Two sets of feather wings on
its forelimbs, the others on its hind legs, called Microraptor gui, in honour of
Gu Zhiwel. It was 2½ feet long.
Just where the creature fits
into the evolution of birds and dinosaurs is uncertain, researchers suggest it
developed around the same time, perhaps even later than the first two-wing bird
like dinosaur, the Archaeopteryx, believed to have learned to fly by using,
yeah, its wings, flapping them to be exact.
Paleontologists were
intrigued having seen gliding dinosaurs before but not one with feathers nor one
with four wings.
“It would be a total oddity
- the weirdest creature in the world of dinosaurs and birds,” said Luis Chiappe,
a paleontologist at the Natural History Museum of Los Angeles. He did not
participate in the dig.
Scientists said the fossils,
actually discovered in the Chinese province Liaoning, northeast of Beijing, a
site that has given many important specimens in recent years, have revived a
debate between two theories of how dinosaurs might have developed into
birds.
One theory states some of
these apparent bird ancestors learned to flap their wings powering flight, while
they glided from tree to tree; the other suggesting they learned to fly by
increasing their running speed with their wings and taking off from the
ground.
The latest discovery seems
to support the gliding from trees.
“It's a phenomenal find,”
Chiappe said. “We don't have anything that resembles this in the whole dinosaur
and bird spectrum.”
Paleontologist Xing Xu of
the institute of Vertebrate Paleontology and Paleoanthropology at the Chinese
Academy of Sciences described six fossils with leg feathers arranged in a
pattern similar to wing feathers in modern birds.
“They are long and have
asymmetrical veins like flight feathers,” Xu said.
The feathered legs amount to
rear wings, Xu said.

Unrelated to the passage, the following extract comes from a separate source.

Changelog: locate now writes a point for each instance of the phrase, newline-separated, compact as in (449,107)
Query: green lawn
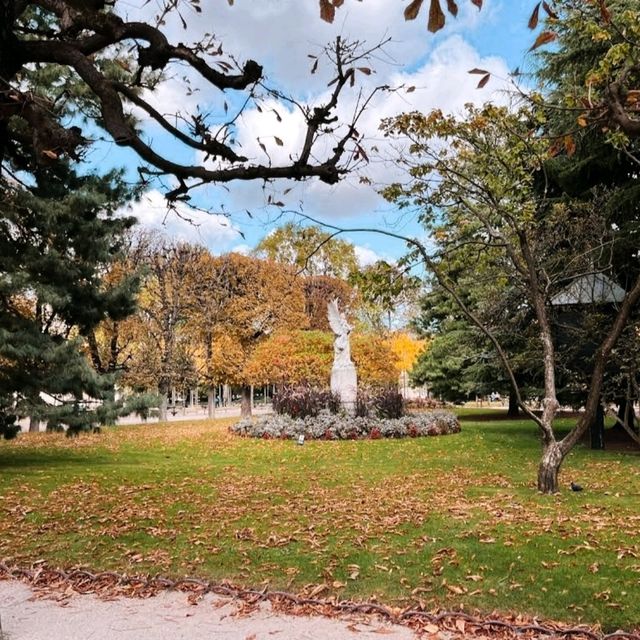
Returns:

It is reckoned this could represent an intermediate stage
of development before the emergence of true flight powered by flapping wings, or
the feathered legs could have been an evolutionary dead end, other researchers
said.
Scientists believe the
Mircoraptor gui probably did not fly by flapping its wings, because of the way
the rear legs are set in the hip sockets and because the rear legs would have
confronted turbulence from flapping front wings, suggesting both wings were used
for flying, Chiappe surmised.
However, Ken
Dial, head of a biological flight laboratory at the University of Montana,
suggests there is room for both gliding and flapping dinosaurs in evolutionary
history.
“Gliding represents a
splendid example of convergent evolution,” Dial said. “We should not be
surprised to unearth gliding dinosaurs as we have numerous living-day examples
of gliders in nearly all the vertebrate groups - reptiles, mammals, birds and
including parachuting amphibians.”
Last week, Dial reported in
the journal Science, that the way young birds such as turkeys and quails use
their wings could suggest ancient birds eventually learned to fly by running and
flapping.
A University of Chicago
paleontologist, Paul Sereno, stated the best way to find out whether Microraptor
gui was an intermediate stage in bird evolution or a dead end is to find other
dinosaur fossils with feathered legs.
Sereno called Xu a landmark
paper but added, “Whether this represents an intermediate form that all birds
passed through is a question that's going to be hotly debated.”